5.      Evaluasi Pendidikan
Nana Sudjana mengatakan bahwa, untuk dapat menentukan tercapainya tujuan pendidikan dan pengajaran perlu dilakukan usaha atau tindakan evaluasi. Evaluasi pada dasarnya adalah memberikan pertimbangan atan harga atau berdasarkan kriteria tertentu. Proses belajar dan mengajar adalah proses yang bertujuan. Tujuan tersebut menyatakan dalam rumusan tingkah laku yang diharapkan dimiliki siswa setelah menyelesaikan pengalaman belajarnya. Hasil yang diperoleh dari penilaian dinyatakan dalam bentuk hasil belajar.
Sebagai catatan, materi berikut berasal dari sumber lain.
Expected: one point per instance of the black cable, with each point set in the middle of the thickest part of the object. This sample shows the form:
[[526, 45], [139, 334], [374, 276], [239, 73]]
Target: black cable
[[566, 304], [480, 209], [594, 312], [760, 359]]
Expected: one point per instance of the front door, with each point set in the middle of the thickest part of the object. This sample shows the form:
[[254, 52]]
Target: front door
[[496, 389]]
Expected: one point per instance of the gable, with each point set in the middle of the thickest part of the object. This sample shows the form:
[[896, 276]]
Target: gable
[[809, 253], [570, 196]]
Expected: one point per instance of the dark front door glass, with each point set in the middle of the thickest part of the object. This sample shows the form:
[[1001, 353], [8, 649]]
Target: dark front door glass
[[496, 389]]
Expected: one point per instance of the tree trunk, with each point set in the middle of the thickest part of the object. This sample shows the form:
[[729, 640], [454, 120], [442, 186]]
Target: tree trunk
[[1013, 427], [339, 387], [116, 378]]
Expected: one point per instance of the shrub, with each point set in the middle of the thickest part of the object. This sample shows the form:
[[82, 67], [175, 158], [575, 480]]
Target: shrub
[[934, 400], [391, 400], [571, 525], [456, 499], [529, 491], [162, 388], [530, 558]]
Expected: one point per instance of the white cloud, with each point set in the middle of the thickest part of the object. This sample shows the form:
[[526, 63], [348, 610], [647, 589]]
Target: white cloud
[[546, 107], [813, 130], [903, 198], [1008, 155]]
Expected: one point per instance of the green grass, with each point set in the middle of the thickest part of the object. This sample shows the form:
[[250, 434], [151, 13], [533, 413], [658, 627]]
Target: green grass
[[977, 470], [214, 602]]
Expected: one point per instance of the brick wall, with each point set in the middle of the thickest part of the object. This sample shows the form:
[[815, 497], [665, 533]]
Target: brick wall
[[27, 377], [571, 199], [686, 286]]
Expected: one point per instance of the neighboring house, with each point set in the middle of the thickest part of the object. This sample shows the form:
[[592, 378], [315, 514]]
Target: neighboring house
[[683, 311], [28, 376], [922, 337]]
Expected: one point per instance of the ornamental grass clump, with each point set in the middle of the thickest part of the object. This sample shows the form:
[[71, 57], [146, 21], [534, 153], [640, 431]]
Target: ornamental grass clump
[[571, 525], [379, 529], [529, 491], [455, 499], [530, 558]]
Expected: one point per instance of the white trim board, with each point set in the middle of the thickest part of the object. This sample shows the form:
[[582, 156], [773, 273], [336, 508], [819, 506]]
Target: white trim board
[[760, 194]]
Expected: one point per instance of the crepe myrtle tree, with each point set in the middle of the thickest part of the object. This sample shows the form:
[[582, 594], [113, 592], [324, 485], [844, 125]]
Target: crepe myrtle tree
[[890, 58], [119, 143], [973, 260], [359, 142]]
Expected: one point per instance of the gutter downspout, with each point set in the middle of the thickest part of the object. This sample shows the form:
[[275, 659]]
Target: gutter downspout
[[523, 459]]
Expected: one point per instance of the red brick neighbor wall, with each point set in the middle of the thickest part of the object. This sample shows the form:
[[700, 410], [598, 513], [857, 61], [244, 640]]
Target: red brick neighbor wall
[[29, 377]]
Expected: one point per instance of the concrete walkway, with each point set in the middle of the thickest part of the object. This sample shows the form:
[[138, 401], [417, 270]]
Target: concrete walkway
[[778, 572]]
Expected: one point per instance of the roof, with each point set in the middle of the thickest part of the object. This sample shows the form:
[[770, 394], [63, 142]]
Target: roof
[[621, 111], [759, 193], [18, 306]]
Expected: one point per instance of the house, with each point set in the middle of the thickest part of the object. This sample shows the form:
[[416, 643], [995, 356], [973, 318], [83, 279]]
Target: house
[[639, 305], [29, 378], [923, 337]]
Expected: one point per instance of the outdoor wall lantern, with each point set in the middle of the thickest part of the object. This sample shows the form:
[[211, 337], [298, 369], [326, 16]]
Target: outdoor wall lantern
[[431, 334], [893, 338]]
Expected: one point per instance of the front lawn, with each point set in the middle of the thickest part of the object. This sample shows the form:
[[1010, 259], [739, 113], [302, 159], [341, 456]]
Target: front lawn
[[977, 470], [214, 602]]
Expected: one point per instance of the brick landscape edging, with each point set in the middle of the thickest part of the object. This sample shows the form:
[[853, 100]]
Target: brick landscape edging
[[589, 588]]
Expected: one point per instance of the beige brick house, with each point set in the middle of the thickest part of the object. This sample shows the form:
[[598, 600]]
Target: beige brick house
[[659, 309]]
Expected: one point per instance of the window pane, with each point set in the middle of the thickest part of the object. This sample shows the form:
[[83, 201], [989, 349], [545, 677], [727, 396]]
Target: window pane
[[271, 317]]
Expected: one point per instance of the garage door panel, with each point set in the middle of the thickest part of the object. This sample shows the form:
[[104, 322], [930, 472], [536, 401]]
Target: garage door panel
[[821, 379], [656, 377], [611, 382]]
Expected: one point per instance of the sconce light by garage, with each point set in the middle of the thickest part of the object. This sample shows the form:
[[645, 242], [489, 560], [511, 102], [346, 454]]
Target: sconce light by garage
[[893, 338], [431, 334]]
Oleh karena itu, tindakan atau kegiatan tersebut dinamakan penilaian akhir belajar.
Dalam menjalankan misi pendidikan, untuk melihat tingkat atau kadar penguasaan sahabat terhadap materi pelajaran, Nabi SAW juga mengevaluasi sahabat-sahabatnya. Dengan mengevaluasi para sahabat, Rosulullah SAW mengetahui kemampuan para sahabat dalam memahami ajaran agama atau dalam menjalankan tugas. Untuk melihat hasil pembelajaran yang dilaksanakan, Rosulullah sering mengevaluasi hafalan para sahabat dengan cara menyuruh mereka untuk membacakan ayat-ayat Al-Qur’an di hadapannya dengan membetulkan hafalan dan bacaan mereka yang salah. Nabi juga mengevaluasi kemampuan sahabat untuk dijadikan utusan ke suatu daerah mengajarkan agama Islam, misalnya dialog antara Rosulullah SAW dengan Mu’adz Ibnu Jabal ketika Mu’adz akan diutus sebagai qadli ke negeri Yaman. Rosulullah SAW bertanya kepada Mu’adz bagaimana ia memutuskan suatu perkara yang muncul di tengah-tengah umat. Mu’adz menjawab apabila hendak memutuskan suatu perkara, pertama kali berlandaskan kepada Al-Qur’an, bila tidak didapati dalam Al-Qur’an baru memutuskan berdasarkan Hadis Rosulullah SAW.  Apabila tidak didapati pada keduanya kemudian memutuskannya menggunakan metode ijtihad. Rosulullah senyum tanda menyetujui dan percaya akan kompetensi Mu’adz sebagai utusan ke negeri Yaman. Evaluasi juga dapat dilakukan dengan cara bertanya tentang sesuatu masalah hukum secara langsung kepada Rasulullah, lalu Rasulullah menjawabnya.[20]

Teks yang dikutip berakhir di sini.